No reprieve for Fishrot 6

Unless the six accused in the Fishrot corruption scandal are granted bail soon, they are assured of an extended stay behind bars for at least two more months.

21 February 2020 | Justice

The so-called Fishrot Six yesterday returned to the Windhoek Magistrate's Court, which ordered that they be remanded in custody until 23 April to allow for further investigations.

They will all remain in custody at the Windhoek Correctional Facility.

The six are former fisheries minister Bernhardt Esau, former justice minister Sacky Shanghala, former Fishcor board chair James Hatuikulipi, Investec employee Ricardo Gustavo, businessman Tamson Hatuikulipi and Pius Mwatelulo.

The matter was heard by Chief Magistrate Philanda Christiaan.

In the meantime, new charges have been added in connection with money allegedly laundered through entities called Salex and DHC Inc. It is alleged that N$75 million of Fishcor's money was laundered using these firms.

Shanghala faces an additional charge of obstructing the course of justice.

Shanghala, Esau, James Hatuikulipi and Nghipunya are further accused of using state money for self-gratification.

Mwatelulo and Tamson Hatuikulipi are accused of conspiring in these alleged crimes.

James's money woes

Meanwhile, James Hatuikulipi will have to pay N$600 000 in legal costs after he decided to abandon an urgent application against the Financial Intelligence Centre (FIC) and others.

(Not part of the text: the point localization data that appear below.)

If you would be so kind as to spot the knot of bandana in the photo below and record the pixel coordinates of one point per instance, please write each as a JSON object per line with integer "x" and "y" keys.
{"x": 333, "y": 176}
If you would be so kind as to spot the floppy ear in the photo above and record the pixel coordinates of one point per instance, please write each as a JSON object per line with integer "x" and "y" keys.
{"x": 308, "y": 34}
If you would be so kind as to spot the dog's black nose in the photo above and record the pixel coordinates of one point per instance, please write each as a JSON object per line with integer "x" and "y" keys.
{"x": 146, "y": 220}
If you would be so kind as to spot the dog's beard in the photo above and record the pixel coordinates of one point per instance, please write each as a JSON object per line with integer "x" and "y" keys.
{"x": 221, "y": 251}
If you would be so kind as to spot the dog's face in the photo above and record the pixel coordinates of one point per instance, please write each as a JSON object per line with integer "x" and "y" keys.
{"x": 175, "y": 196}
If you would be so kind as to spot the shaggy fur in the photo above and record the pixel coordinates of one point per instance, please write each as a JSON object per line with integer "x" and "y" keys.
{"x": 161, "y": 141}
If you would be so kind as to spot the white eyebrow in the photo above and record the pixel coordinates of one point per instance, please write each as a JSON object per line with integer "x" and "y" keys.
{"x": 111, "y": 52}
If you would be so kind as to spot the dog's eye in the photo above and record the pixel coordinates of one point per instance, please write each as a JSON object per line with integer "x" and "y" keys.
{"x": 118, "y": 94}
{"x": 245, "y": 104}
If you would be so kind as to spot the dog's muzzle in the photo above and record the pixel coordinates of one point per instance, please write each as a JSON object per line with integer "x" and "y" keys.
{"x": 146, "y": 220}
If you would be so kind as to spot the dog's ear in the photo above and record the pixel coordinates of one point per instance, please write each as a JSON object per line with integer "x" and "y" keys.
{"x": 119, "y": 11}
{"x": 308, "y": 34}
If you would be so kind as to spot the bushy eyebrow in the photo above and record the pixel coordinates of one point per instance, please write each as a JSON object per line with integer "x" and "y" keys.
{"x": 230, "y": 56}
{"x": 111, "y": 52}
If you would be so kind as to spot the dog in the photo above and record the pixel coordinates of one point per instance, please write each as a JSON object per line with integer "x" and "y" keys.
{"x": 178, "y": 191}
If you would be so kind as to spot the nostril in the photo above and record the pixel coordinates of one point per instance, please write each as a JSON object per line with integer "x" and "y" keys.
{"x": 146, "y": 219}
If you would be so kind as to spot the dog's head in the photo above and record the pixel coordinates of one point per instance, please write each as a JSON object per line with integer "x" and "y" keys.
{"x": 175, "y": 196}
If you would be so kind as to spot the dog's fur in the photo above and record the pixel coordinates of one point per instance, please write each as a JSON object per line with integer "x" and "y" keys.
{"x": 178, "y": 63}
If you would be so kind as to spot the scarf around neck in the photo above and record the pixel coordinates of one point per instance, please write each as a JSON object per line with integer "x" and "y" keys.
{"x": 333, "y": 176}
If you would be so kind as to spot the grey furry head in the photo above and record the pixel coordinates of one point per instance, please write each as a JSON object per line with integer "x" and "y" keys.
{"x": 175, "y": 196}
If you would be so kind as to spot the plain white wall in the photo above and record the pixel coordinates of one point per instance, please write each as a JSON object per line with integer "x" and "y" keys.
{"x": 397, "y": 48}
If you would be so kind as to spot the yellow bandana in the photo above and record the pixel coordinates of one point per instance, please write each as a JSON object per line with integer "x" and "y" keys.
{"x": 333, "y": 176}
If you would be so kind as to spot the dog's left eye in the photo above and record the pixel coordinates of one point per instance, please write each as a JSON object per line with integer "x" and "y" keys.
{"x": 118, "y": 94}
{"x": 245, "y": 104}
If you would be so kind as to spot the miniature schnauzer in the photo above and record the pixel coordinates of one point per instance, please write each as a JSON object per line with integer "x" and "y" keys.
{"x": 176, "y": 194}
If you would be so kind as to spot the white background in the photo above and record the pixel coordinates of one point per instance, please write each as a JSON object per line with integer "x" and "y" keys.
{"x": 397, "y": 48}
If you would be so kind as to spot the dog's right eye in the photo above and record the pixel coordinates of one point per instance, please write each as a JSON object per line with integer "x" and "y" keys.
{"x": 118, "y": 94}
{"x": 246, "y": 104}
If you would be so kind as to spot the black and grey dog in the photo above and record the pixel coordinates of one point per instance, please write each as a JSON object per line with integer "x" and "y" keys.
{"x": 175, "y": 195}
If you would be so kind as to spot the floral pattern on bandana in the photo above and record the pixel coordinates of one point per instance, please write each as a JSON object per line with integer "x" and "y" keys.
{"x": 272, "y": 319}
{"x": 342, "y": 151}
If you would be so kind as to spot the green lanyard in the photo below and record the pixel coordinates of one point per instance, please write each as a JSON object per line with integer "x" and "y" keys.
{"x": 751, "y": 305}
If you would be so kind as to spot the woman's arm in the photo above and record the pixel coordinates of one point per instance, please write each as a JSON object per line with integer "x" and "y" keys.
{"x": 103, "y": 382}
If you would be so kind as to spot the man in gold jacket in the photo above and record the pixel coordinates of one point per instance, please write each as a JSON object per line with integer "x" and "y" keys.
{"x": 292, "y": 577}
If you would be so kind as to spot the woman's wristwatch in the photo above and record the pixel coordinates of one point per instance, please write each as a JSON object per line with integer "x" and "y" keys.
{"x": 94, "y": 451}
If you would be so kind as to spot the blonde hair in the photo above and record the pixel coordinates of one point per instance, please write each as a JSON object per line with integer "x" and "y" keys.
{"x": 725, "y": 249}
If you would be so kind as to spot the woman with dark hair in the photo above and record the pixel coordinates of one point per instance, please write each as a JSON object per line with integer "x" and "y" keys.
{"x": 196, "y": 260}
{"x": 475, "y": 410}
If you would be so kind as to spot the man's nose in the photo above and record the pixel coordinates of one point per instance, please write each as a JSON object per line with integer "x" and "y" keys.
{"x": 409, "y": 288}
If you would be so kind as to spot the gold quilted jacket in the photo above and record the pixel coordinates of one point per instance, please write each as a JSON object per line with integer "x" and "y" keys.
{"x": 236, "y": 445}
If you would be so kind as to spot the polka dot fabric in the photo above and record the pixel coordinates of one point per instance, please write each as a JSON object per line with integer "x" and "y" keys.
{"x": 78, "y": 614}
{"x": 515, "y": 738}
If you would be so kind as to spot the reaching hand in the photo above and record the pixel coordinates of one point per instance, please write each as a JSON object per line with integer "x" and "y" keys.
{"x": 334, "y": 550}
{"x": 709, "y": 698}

He had applied for urgent access to his two personal bank accounts as well as the bank accounts of his businesses.

Yesterday, the High Court ruled that he would pay FIC and the director of the Financial Intelligence Centre N$350 000 on or before 31 March.

Hatuikulupi also agreed to pay Bank Windhoek Limited N$250 000 - the costs of one instructing and one instructed counsel - before the end of March 2020.

He also agreed to pay the legal costs of the Anti-Corruption Commission (ACC), the minister of finance, and the inspector-general's office.

These payments will be taxed.

In his urgent application, Hatuikulipi wanted to know whether the Anti-Corruption Commission (ACC) was allowed by law to impose a blanket freeze on a bank account.

This followed a N$150 million garnishee order issued by finance minister Calle Schlettwein, which had left Hatuikulipi's bank balance in the red.